Cadillac XTS 2018: Résilience

Publié le 1er janvier 2018 dans Guide de l'auto 2018 par Michel Deslauriers

Lorsque la Cadillac CT6 a été lancée en 2016, on croyait fermement que la berline XTS y laisserait sa place au sein de la gamme de la marque. Au moment de mettre Le Guide de l’auto 2017 sous presse, même les gens de General Motors nous avaient dit qu’elle serait vraisemblablement abandonnée. On l’a donc retirée de la liste de modèles en versant une infime larme.

Surprise! Non seulement la XTS a survécu, mais elle obtient une mise à jour esthétique pour 2018, dont les détails ont été révélés au moment, encore une fois, d’aller sous presse. Si GM avait bel et bien décidé de passer la grande berline au couperet, elle s’est ravisée et la XTS poursuivra sa carrière aux côtés de la CTS et de la CT6. 

Il faut avouer que la plupart des XTS aperçues sur nos routes sont peintes en noir, et soit elles portent une plaque d’immatriculation de service de limousine, soit elles sont précédées ou suivies d’un corbillard. Il s’agit donc d’une voiture spacieuse pour les passagers arrière, luxueuse et relativement abordable à l’achat et en entretien.

Escala, une inspiration
Pour remodeler la XTS, et l’on parle ici de changements légers, Cadillac s’est tourné vers le design de sa grande sœur CT6, mais aussi de l’Escala Concept, initialement dévoilée au Concours d’élégance de Pebble Beach en 2016, puis dans quelques salons automobiles par la suite.

On a donc conféré à la XTS des blocs optiques amincis, en forme de Y inversé, avec un pare-chocs redessiné et des lignes de caractère sur le capot. À l’arrière, on reconnaît l’influence du concept Escala alors que le couvercle de coffre présente un pli vertical en son centre et une ligne qui s’amorce du haut des feux pour surplomber le dessus du pare-chocs. Ce dernier abrite désormais la plaque d’immatriculation. Des changements mineurs, mais qui confèrent à la XTS les nouveaux éléments de design de Cadillac.

L’habitacle reçoit également quelques changements, notamment de nouvelles selleries et des structures de sièges repensées. On propose toujours quelques choix de coloris pour les sièges et le tableau de bord, agrémenté de boiseries véritables et de garnitures contrastantes. Le résultat est élégant, comme toujours, avec une qualité d’assemblage généralement soignée.

Comme mentionné plus tôt, le charme de la XTS c’est son grand confort, que ce soit au chapitre des sièges ou de la qualité de roulement. C’est une « Caddy » traditionnelle, grosse et luxueuse, mais sans la suspension spongieuse des Fleetwood d’antan qui donnait le mal des transports. La modernité se trouve au centre du tableau de bord, ce système multimédia Cadillac CUE qui n’est pas des plus conviviaux à utiliser. Si les zones de boutons sur l’écran tactile sont d’une dimension adéquate, les commandes à effleurement pour le volume de la radio et pour régler la climatisation ne sont pas faciles à utiliser en conduite. 

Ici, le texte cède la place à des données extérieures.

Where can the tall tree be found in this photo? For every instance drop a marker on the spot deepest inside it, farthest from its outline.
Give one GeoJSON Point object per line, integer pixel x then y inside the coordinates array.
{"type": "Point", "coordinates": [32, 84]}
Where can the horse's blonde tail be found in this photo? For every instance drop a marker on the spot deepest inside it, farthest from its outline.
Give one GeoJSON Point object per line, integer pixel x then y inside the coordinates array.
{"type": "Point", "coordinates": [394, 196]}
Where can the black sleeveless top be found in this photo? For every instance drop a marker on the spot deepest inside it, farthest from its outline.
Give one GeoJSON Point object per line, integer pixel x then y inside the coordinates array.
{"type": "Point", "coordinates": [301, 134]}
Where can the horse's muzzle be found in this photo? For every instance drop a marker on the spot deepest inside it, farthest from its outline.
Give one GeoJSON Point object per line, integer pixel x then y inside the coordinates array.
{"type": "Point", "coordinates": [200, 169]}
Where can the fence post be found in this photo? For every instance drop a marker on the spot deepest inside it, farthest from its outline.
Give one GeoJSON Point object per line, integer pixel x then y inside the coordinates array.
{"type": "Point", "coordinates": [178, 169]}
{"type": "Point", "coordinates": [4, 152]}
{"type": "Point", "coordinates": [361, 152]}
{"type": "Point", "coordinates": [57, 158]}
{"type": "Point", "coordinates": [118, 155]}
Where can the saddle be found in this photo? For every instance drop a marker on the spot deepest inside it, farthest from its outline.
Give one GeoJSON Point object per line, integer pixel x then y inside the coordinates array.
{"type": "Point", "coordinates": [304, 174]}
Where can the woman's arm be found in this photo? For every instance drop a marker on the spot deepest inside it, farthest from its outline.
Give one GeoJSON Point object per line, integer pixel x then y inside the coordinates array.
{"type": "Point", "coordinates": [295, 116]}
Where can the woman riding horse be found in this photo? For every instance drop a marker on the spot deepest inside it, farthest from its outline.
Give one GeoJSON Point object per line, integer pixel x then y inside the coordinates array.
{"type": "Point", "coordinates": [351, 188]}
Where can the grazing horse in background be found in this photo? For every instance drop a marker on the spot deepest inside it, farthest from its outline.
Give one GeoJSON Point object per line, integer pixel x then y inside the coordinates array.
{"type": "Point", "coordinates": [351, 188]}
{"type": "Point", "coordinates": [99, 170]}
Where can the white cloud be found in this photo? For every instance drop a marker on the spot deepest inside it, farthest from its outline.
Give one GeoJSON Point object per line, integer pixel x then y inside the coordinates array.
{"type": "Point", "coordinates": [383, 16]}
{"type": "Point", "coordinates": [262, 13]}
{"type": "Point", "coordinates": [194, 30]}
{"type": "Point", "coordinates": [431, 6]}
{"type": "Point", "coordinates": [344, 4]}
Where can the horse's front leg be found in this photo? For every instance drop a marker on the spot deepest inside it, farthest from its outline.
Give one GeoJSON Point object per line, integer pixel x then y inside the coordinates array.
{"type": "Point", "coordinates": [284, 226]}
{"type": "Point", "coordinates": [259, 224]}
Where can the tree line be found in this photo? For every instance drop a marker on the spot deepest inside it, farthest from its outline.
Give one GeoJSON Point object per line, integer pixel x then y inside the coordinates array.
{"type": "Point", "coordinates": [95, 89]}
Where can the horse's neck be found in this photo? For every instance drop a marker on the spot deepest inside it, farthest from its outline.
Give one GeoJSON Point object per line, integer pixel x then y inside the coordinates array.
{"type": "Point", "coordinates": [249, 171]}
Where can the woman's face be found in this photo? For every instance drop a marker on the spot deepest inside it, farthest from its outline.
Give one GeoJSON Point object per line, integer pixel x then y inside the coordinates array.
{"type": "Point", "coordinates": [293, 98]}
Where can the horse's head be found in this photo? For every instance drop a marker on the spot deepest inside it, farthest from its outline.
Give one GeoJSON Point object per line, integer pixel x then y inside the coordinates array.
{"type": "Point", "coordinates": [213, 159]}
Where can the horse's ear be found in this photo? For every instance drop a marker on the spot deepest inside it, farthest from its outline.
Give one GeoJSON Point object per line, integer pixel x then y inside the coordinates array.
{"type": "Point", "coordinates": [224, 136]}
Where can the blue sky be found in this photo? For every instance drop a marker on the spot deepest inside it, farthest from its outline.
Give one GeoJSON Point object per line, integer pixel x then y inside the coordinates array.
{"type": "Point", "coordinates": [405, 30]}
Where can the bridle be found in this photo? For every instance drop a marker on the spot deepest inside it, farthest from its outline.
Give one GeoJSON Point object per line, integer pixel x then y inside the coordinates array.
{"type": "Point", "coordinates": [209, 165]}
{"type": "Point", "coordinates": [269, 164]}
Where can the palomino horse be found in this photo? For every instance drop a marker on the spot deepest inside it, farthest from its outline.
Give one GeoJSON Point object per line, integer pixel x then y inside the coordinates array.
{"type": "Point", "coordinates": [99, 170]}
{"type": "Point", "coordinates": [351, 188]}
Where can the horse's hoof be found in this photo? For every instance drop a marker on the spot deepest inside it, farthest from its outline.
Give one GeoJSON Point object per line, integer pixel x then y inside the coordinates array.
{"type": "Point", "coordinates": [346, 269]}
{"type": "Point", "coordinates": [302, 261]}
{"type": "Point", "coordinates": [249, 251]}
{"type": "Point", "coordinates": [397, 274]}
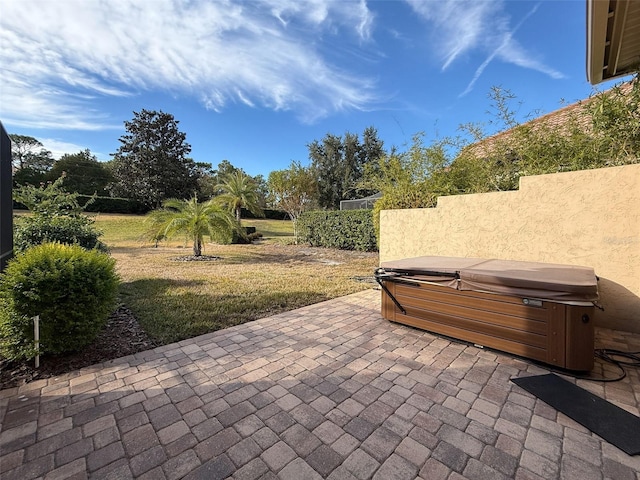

Cette berline peut aussi être équipée de caractéristiques telles un toit ouvrant panoramique, des sièges ventilés à l’avant et chauffants à l’arrière, une chaîne audio Bose à 14 haut-parleurs, un affichage numérique de 12,3 pouces pour le conducteur, des roues de 20 pouces, un rétroviseur à caméra arrière et, évidemment, les habituels systèmes de sécurité avancée.

V6 ou V6. Nous, on choisit le V6
Sous le capot de la XTS, on mise toujours sur le six cylindres de 3,6 litres, bien répandu chez GM, jumelé à une boîte automatique à six rapports. Ses 304 chevaux sont suffisants pour la clientèle visée, et pour transporter les clients à l’arrière sans les bousculer.

On peut également équiper la XTS d’un rouage intégral, et les versions V-Sport rendent les performances nettement plus grisantes avec le V6 biturbo de 3,6 litres qui déploie 410 chevaux. 

Moins chère que la CT6, plus logeable que la CTS, la XTS parvient à demeurer au poste grâce aux qualités auxquelles on s’est toujours attendu d’une Cadillac. Autrement dit, c’est la dernière berline de la marque à pouvoir retenir une clientèle fidèle, plus mature. Celle qui, finalement, s’ennuie de la DeVille ou de la Fleetwood, et qui juge les modèles plus récents trop sportifs, au même titre que les concurrentes allemandes.

Même après quelques années sur le marché, elle peut toujours tenir tête à des voitures de luxe comme la Genesis G80, la Lexus GS et l’Acura RLX. De plus, tant que la XTS trouve son lot d’acheteurs en Chine — qui s’arrachent les voitures de luxe — et chez nous en tant que voiture de service, rien ne presse General Motors de laisser aller la XTS.